In sum, we conclude, as did the lower courts in this matter, that the Department failed to demonstrate that the release of the Cancer Registry information requested by plaintiff tends to lead to the identity of the specific persons described in that data. As we have noted, it was the Department's burden under the FOIA to establish that its refusal to release the requested material to plaintiff fell within the exemption set forth in section 7(1)(a) of the FOIA, by establishing that the information was prohibited from disclosure pursuant to section 4(d) of the Registration Act. In the absence of more definitive proof that individuals of the general public would have the ability to duplicate Dr. Sweeney's multistep experiment, our decision is guided by the public policy of this state, which “encourages a free flow and disclosure of information between government and the people.” Bowie, 128 Ill.2d at 378, 131 Ill.Dec. 182, 538 N.E.2d 557. As the FOIA is to be interpreted liberally, and the exemptions to disclosure are to be interpreted narrowly, we conclude that the lower courts properly instructed the Department to disclose to plaintiff the information contained in its FOIA request.
As a final matter, we note that in granting plaintiff access to the requested information from the Cancer Registry, the circuit court ordered plaintiff not to identify those on the Cancer Registry list.
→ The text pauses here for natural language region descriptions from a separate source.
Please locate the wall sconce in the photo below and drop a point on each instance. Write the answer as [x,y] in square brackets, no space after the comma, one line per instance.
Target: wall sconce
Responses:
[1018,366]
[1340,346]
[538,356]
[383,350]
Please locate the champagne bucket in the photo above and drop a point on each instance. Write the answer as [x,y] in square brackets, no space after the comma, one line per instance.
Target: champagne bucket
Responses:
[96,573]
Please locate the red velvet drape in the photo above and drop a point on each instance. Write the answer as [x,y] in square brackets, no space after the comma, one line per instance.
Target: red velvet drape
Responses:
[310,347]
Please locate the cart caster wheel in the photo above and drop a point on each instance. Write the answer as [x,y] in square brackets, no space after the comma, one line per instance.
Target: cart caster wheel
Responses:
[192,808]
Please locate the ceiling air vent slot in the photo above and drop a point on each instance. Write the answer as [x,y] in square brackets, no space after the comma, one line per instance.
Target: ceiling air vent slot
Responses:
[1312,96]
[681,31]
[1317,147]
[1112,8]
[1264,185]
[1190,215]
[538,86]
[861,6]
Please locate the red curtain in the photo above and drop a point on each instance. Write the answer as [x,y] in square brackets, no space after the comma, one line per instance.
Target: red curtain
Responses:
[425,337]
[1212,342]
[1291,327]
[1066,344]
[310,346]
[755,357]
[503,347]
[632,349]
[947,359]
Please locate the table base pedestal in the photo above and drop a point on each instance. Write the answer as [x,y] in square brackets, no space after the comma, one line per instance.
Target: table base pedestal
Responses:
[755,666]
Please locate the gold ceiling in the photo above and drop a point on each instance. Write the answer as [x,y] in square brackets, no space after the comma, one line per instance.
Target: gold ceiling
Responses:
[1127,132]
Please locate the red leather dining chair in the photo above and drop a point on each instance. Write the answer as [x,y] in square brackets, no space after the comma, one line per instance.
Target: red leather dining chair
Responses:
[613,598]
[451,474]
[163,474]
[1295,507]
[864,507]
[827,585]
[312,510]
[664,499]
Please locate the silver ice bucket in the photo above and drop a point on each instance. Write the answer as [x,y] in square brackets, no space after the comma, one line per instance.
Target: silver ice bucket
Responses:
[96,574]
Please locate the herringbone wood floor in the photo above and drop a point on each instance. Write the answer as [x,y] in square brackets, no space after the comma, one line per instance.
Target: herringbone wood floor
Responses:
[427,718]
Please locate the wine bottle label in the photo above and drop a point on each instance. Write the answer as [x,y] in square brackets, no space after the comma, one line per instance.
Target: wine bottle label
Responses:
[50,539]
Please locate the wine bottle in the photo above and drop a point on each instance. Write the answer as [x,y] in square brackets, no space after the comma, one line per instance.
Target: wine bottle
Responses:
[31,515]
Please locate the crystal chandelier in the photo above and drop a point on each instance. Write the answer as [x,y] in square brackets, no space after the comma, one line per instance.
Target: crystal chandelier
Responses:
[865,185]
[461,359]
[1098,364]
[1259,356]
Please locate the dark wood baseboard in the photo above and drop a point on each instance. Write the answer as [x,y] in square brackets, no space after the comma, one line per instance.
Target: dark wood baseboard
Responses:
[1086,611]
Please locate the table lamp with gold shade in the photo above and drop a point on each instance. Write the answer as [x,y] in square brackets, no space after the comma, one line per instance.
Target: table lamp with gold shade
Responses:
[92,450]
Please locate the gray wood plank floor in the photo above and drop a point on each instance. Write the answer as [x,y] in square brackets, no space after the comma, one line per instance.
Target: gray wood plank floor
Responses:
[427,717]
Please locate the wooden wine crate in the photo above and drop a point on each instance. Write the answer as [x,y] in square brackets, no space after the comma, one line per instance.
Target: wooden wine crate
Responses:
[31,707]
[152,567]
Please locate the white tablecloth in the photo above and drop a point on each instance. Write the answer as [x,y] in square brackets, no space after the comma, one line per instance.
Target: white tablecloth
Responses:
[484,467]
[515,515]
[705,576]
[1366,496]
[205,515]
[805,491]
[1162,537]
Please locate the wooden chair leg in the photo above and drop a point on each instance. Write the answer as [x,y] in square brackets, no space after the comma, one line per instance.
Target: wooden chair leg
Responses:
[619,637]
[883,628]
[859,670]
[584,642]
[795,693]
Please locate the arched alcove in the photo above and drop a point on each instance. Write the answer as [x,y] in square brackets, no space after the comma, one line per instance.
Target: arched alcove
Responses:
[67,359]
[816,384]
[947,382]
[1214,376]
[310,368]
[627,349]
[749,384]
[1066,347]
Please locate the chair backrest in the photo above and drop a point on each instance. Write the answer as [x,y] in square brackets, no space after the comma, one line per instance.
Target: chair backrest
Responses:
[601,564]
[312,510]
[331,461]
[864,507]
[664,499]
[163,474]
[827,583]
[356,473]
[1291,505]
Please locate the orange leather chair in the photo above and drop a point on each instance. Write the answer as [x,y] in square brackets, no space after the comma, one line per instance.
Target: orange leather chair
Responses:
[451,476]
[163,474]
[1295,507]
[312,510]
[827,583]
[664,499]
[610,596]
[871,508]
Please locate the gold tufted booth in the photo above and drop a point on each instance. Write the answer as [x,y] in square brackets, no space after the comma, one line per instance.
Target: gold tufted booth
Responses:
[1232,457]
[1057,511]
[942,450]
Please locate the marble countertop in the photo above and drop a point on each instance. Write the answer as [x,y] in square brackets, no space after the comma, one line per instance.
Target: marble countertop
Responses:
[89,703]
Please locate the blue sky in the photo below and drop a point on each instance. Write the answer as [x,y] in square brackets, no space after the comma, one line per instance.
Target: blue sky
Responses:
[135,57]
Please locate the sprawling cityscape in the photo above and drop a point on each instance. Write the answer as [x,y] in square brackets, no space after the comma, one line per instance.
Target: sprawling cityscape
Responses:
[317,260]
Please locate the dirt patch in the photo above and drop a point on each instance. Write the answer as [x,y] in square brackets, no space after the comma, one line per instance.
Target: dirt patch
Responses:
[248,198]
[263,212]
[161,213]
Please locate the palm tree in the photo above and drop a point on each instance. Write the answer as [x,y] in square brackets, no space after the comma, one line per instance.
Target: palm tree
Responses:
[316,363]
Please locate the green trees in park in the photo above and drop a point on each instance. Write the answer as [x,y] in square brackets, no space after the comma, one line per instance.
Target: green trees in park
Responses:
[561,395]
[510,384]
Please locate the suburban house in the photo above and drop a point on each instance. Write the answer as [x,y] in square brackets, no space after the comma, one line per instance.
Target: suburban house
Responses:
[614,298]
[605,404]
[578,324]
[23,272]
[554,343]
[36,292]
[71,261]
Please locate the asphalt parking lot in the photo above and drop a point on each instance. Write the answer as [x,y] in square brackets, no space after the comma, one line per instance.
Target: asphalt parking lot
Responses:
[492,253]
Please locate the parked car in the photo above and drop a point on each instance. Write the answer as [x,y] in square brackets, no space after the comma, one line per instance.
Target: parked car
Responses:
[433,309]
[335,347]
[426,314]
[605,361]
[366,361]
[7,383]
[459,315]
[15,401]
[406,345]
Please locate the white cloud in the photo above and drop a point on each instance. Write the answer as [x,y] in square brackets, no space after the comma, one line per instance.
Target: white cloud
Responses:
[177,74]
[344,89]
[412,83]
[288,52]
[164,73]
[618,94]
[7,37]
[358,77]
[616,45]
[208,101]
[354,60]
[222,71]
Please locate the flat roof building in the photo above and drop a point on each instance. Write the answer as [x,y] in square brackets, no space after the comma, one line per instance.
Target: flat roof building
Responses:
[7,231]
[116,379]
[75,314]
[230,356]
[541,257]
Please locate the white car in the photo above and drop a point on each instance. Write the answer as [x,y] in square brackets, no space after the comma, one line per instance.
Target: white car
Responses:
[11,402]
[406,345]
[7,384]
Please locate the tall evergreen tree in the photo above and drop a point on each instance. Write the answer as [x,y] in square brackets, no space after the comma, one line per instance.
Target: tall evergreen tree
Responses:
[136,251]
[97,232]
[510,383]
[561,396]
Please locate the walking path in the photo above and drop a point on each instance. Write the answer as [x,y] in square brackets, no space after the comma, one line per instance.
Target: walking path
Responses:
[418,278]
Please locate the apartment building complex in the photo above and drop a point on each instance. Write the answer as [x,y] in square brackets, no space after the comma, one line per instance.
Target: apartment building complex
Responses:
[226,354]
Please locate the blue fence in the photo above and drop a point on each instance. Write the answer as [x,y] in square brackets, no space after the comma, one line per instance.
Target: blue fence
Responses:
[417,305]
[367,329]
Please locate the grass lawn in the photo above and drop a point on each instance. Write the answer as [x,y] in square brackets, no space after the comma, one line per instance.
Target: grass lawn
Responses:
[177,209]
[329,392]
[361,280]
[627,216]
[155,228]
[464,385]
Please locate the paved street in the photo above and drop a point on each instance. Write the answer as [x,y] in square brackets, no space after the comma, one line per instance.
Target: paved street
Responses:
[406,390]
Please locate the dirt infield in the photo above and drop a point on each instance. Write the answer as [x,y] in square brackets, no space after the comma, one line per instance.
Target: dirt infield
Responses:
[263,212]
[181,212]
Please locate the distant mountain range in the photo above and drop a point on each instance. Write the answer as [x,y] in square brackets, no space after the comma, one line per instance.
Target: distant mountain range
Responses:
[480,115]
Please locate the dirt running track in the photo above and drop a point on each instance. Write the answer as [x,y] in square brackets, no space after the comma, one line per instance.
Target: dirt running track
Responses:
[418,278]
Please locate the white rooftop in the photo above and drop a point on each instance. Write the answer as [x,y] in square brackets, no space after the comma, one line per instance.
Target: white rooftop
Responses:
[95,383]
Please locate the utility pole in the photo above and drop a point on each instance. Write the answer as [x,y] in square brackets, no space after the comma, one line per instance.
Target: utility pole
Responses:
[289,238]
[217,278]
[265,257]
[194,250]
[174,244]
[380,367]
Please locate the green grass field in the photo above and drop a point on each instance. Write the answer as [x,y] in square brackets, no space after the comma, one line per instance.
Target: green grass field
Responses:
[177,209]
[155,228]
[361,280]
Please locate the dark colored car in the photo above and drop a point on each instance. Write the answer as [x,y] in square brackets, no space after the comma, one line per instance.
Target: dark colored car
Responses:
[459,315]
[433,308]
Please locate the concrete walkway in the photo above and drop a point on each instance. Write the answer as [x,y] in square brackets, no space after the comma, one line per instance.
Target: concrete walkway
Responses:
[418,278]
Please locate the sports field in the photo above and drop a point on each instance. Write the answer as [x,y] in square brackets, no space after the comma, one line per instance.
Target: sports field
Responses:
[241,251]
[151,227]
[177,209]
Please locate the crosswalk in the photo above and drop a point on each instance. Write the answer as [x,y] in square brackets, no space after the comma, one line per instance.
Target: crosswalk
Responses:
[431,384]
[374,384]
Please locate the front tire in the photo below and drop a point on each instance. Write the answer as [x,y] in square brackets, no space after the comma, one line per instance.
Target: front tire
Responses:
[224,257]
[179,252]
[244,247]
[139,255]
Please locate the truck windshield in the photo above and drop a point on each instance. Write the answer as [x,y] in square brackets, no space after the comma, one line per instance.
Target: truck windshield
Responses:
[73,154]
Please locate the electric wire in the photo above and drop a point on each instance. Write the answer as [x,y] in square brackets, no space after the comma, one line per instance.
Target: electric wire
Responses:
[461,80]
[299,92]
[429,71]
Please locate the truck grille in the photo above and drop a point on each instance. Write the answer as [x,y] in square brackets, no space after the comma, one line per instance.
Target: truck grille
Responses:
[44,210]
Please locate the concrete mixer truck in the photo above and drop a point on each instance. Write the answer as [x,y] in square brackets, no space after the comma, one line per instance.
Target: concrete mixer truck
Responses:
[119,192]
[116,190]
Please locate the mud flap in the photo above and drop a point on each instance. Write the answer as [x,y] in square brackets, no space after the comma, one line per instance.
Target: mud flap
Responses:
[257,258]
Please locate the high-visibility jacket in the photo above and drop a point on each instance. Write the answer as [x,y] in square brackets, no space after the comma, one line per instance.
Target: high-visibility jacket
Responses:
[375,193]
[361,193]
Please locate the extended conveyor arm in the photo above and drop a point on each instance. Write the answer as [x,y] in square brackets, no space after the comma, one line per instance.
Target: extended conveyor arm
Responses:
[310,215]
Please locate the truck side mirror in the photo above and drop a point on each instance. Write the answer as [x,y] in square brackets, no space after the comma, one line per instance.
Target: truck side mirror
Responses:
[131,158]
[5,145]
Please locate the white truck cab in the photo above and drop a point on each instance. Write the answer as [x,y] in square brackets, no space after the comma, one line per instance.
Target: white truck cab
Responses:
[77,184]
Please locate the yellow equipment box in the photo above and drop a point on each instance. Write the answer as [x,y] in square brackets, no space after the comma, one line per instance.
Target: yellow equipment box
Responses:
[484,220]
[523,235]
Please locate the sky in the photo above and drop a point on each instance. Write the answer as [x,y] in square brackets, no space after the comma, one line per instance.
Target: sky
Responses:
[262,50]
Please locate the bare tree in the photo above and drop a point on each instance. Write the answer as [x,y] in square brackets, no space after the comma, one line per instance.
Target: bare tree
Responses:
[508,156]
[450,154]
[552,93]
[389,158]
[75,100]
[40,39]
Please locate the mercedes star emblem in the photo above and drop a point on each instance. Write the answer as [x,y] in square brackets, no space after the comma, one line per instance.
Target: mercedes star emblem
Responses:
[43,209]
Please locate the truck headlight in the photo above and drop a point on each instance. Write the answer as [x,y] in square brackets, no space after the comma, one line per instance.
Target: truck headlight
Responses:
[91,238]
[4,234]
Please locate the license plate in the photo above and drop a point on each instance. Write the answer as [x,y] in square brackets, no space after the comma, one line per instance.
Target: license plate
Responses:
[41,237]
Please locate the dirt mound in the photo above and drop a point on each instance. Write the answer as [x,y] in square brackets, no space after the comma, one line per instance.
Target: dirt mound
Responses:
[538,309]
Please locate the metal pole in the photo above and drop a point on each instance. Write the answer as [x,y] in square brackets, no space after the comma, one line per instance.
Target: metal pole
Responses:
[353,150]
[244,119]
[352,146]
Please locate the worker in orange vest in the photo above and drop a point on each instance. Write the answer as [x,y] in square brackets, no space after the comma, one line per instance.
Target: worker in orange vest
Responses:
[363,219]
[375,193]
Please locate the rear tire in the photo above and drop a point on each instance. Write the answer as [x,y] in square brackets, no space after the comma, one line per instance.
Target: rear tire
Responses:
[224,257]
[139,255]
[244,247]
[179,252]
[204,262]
We believe that the court's order expressly forbidding plaintiff to use the information in an improper manner will ensure its confidentiality.
For the foregoing reasons, the judgment of the appellate court is affirmed.
1. Neuroblastoma is a cancer of the peripheral nervous system that typically develops in infants and young children. Statistics reveal that neuroblastoma afflicts approximately 9 out of every 1 million children born. See Donaldson v. Central Illinois Public Service Co., 199 Ill.2d 63, 66, 262 Ill.Dec. 854, 767 N.E.2d 314 (2002).
2. The Department notes that its current Director is Dr. Eric E. Whitaker, who immediately succeeded Dr. Lumpkin in that post.
3. On the date it filed its response, the Department also filed a motion to file an amended answer. The Department requested the court to allow it to amend its answer to reflect the affirmative defenses raised in the Department's response to plaintiff's summary judgment motion and in its own cross-motion for summary judgment.
Justice McMORROW delivered the judgment of the court, with opinion:
Chief Justice THOMAS and Justices FREEMAN, FITZGERALD, KILBRIDE, GARMAN and KARMEIER concurred in the judgment and opinion.